William Colmenares, vicerrector administrativo de la USB

La Universidad Simón Bolívar funciona con el 39,5 por ciento del presupuesto que necesita. El Vicerrector Administrativo asegura que dependen de ingresos adicionales discrecionales

Vanessa Haces Gonzatti / Tal Cual.-

Cada año la OPSU le otorga un menor presupuesto a la Universidad Simón Bolívar del que necesitaría para su buen funcionamiento. Al igual que el resto de las casas de estudio públicas del país, lleva seis años obteniendo menos recursos del requerido, y dependiendo de créditos adicionales para sobrevivir hasta diciembre. «Ya vamos para el séptimo año así», asegura el vicerrector administrativo, William Colmenares.

Desde el año pasado había advertido que sin un crédito adicional, en agosto de este año el personal de la institución se quedaría sin seguro de salud, pues el presupuesto no alcanza. Y así fue durante un par de semanas. Hace pocos días un nuevo crédito adicional fue aprobado para varias universidades, entre ellas la USB. «Nos acaban de aprobar 43 millones de bolívares, pero de ese total solamente 27 millones van dirigidos a seguro HCM, tickets de alimentación, y comedor y transporte, que son las áreas más críticas», explica. Solamente para esos tres rubros la universidad necesitaría 56 millones en lo que queda de año. Si Colmenares asignara a dichas áreas recursos no estipulados para cubrirlas podría enfrentar un problema legal. Es por ello que va a enviar una carta a la OPSU para solicitar permiso para redistribuir los nuevos ingresos. «Ese es el problema de los créditos adicionales: son discrecionales. Mucho circo porque pan no hay», afirma. Parece increíble que hasta 40% del presupuesto anual de la universidad se reciba a través de créditos adicionales.

Siempre es poco

El presupuesto con el cual se comienza siempre es insuficiente, apunta Colmenares. Pero no pueden pedir más. De Bs 1.186 millones que requiere la institución para funcionar, han obtenido el 39,5% para el próximo año, incluyendo los ingresos propios que llegan a 14 millones. Dichos ingresos se generan a través de conciertos, alquiler de algunos espacios, o préstamo de servicios. «Los gastos de personal aumentan así uno no respire, por ejemplo, por la prima de antigüedad. Aumenta sin que la universidad contrate a nadie. Lo que preocupa es que no contamos con presupuesto para reponer cargos», señala Colmenares.

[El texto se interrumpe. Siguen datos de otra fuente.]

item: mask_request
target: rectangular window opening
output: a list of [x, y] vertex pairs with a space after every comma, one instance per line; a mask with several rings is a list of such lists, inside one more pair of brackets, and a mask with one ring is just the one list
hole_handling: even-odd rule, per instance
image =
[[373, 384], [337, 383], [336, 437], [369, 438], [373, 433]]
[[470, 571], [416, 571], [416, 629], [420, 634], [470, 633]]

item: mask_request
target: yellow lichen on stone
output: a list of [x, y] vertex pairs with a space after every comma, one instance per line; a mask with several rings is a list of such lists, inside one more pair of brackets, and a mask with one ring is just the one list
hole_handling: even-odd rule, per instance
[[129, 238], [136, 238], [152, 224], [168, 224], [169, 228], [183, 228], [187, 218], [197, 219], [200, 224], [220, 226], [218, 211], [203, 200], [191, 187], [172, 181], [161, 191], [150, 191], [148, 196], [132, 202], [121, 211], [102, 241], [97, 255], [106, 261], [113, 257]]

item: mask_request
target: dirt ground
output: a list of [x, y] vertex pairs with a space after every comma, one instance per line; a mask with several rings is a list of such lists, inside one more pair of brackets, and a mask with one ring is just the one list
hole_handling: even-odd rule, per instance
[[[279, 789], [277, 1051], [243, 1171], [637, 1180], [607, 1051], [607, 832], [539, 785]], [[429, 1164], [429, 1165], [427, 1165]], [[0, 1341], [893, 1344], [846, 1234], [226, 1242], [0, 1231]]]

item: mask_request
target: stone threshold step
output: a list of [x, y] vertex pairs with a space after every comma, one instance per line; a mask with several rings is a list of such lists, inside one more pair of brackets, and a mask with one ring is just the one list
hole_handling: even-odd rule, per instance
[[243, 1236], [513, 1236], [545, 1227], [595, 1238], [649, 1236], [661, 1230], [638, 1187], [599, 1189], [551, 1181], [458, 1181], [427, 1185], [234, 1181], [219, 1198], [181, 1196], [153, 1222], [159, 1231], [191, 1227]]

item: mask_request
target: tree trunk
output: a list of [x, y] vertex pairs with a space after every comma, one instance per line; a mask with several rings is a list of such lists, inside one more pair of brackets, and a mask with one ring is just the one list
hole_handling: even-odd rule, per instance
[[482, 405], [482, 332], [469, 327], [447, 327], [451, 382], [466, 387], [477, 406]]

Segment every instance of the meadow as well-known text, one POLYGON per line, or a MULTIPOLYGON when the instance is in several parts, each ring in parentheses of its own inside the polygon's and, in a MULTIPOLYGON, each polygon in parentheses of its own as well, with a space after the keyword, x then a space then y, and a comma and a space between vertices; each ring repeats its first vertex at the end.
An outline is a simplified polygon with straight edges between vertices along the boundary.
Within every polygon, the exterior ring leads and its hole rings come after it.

El vicerrector administrativo indica que para el próximo año sólo han podido solicitar tres meses para comedor y transporte, siete meses de seguro de salud, dos meses de servicios como agua y electricidad, cuatro meses de limpieza y jardinería. Lo demás entrará por créditos adicionales, espera. «No podemos dotar a la biblioteca con nuevas publicaciones. Somos la universidad en el puesto 13 en investigación en América Latina», afirma.

La insuficiencia presupuestaria se hace evidente también cuando se requieren gastos extraordinarios. El Pabellón 3, un edificio que forma parte del área de Biología, está totalmente desalojado y casi en escombros pues el terreno en el que se encuentra está cediendo. «Los pabellones tienen techo de asbesto, material cancerígeno, pero no alcanza para cambiarlos», apunta.

En cuando a los Petrorinocos, se alegra de que la OPSU cancele la deuda con jubilados pero rechaza que no se conozca el método de cálculo, el criterio y que se reste autonomía a las universidades.

Tal Cual, 1 de octubre de 2012, pág. 6.